Halas wanted the Big Red out of Chicago because he wanted all the Bears games on Chicago TV. Back then, both the Bears and Cardinals were in the NFL which was carried by CBS. The teams were scheduled such that one was at home with the other on the road each week. CBS would show the home game in Chicago, and Halas wanted the road games seen in Chicago. Halas basically greased the skids for the Big Red to leave.

SOXintheBURGH
01-11-2006, 08:16 AM
and the Tribune has been cursed since 1948..match made in heaven

http://preemptivekarma.com/truman.jpg

:cubune

TommyJohn
01-11-2006, 08:34 AM
I do not know all of the details, but Rich Lindbergh covered this is a couple of pages of Stealing First in a Two Team Town. Violet Bidwell Wolfner and her second husband Walter, the mother and stepfather of current Cardinals owner Bill Bidwell, leased Comiskey Park from the White Sox. When lease negotiations reached an impasse after the 1958 season, the Big Red reached an agreement in principle with Northwestern University to play their games at Dyche Stadium in Evanston. It was then that Halas invoked a old clause established sometime in the 1930s between him and the Cardinals. That clause was that the Cardinals could not play north of Madison Street.

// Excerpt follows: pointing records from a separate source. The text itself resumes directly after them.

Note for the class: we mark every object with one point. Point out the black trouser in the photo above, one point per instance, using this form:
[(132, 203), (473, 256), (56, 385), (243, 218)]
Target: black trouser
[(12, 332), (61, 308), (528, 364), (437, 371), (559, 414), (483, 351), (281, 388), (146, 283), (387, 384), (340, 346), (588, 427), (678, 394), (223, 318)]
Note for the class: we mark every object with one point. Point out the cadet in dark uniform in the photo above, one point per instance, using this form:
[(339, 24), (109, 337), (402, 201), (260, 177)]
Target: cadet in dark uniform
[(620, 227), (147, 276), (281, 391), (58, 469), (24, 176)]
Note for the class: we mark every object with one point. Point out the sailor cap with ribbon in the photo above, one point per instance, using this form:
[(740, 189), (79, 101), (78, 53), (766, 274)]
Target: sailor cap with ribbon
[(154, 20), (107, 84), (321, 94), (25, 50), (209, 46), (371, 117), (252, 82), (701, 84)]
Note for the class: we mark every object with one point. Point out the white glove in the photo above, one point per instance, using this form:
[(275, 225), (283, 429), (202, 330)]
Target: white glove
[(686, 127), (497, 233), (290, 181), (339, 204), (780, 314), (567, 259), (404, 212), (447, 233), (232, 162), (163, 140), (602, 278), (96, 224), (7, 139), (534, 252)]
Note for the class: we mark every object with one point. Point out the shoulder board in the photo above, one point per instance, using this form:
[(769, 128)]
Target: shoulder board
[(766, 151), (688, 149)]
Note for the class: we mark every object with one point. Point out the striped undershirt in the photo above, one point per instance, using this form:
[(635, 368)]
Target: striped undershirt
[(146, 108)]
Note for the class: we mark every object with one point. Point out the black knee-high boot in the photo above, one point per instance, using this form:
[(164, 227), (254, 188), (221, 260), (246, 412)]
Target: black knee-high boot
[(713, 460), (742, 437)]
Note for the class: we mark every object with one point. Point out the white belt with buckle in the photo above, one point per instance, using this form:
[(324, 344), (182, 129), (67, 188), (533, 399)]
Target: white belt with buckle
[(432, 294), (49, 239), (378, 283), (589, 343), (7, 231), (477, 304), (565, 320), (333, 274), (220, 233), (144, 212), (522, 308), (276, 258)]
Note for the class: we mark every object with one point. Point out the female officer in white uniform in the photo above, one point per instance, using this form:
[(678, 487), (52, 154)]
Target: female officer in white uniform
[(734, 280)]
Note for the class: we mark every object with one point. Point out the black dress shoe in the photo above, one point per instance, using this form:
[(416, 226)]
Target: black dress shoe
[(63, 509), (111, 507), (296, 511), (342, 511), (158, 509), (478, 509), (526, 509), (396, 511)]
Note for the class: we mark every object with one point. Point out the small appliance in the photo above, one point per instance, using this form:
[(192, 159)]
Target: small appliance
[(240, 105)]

The Big Red then chose Soldier Field as its new home. This was when the north endzone seats were still right in front of the old Park District building. The place was too palatial, and the crowds were too sparse. Then, St. Louis approached Mrs. Wolfner about moving the team there. They eventually went there, as we all know.

Halas wanted the Big Red out of Chicago because he wanted all the Bears games on Chicago TV. Back then, both the Bears and Cardinals were in the NFL which was carried by CBS. The teams were scheduled such that one was at home with the other on the road each week. CBS would show the home game in Chicago, and Halas wanted the road games seen in Chicago. Halas basically greased the skids for the Big Red to leave.

Another happened in 1950, when the NFL absorbed three AAFC teams
(the Browns, 49ers and original Colts) and realigned from East-West to
American and National Divisions. Halas was an NFL power broker on all
league matters. Well, when the divisions realigned the Cardinals and
Bears were placed in separate divisions, thus meaning that the would
play each other once a year instead of two. This setup hurt the Cardinals
because no matter how bad they were, they could always count on two
Bears games to bring in extra revenue.